Bavaria: bag checks in the Passau city council – Bavaria

Many people are not interested in politics and if they are interested in politics then they don’t like them, or better: the politicians. They’re even less popular than journalists, and even then, in a certain setting, one tries to slur, especially when a get-together has gotten so bland that it’s become a professional guess, “And what do you do?”

Fewer people would willingly sit down at a city council meeting in a medium-sized city, let alone follow the exercise of democracy there with such passion that they can’t help but applaud. But that is exactly what happened in Passau in June when the city council discussed the citizens’ initiative “Save the Passau Forests”. Supporters of the citizens’ initiative showed loud applause when they particularly liked a contribution.
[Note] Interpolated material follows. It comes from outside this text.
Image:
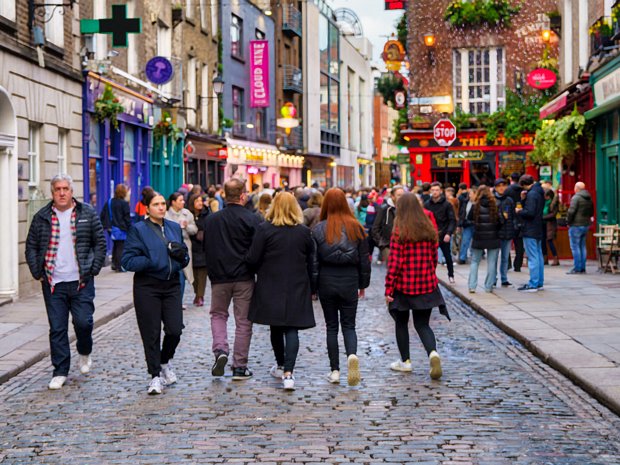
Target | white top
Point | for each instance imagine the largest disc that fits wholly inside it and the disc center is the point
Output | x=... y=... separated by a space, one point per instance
x=66 y=268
One could now clap one’s hands happily at so much commitment, one could write Hubert Aiwanger on Twitter: “Bring it back democracy, it was never gone and there, in your Lower Bavaria, it’s doing particularly well!” You leave it then, there is a risk that Aiwanger will tweet back and the world has certainly seen enough Aiwanger tweets. But it certainly seems like good news when democracy arouses so much enthusiasm.
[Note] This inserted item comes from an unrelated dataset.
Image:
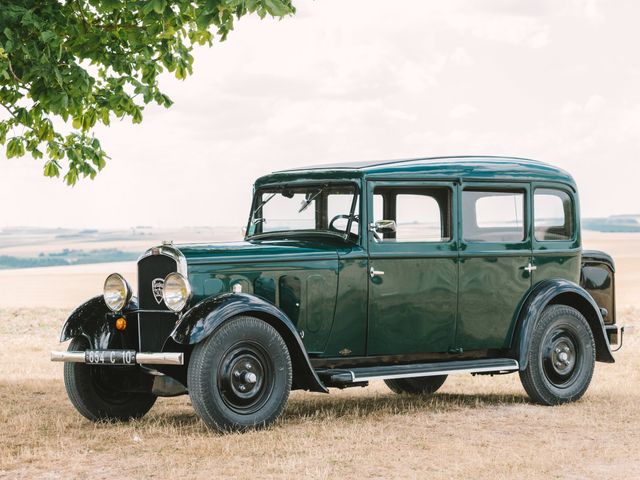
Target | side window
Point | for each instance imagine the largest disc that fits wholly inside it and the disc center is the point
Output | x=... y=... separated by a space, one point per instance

In the Passau town hall, however, they see things completely differently. “City council meetings should generally be able to take place without disruption,” the city said Passau New Press with. According to a legal commentary on the municipal code, listeners are not allowed to disturb. The question remains whether a verbal warning during the meeting is not sufficient or whether more rigorous action should be taken, as in Passau. There, all visitors now have to undergo a bag check. The reason given is that posters or banners could be taken away.

Of course, this has not happened so far, which is why some suspect that the recent hardships for visitors could be due to the fact that Mayor Jürgen Dupper (SPD) is not a friend of the citizens’ initiative. He would much rather have an industrial area around Passau instead of the forest. The fact that not a few, but even an astronomically large number of Passau residents do not see it that way should not make him happy. The citizens’ petition against Dupper’s plans collected around 7,000 signatures. Of course he can’t do anything about it – see: Democracy is alive – but he makes the rules in his town hall.

So the few people who are interested in politics and of them the few who are so warm to politics that they sit on a city council in their free time in the summer – things are now a little more difficult for these people in Passau made to love politics. The only hope left is that they do it anyway.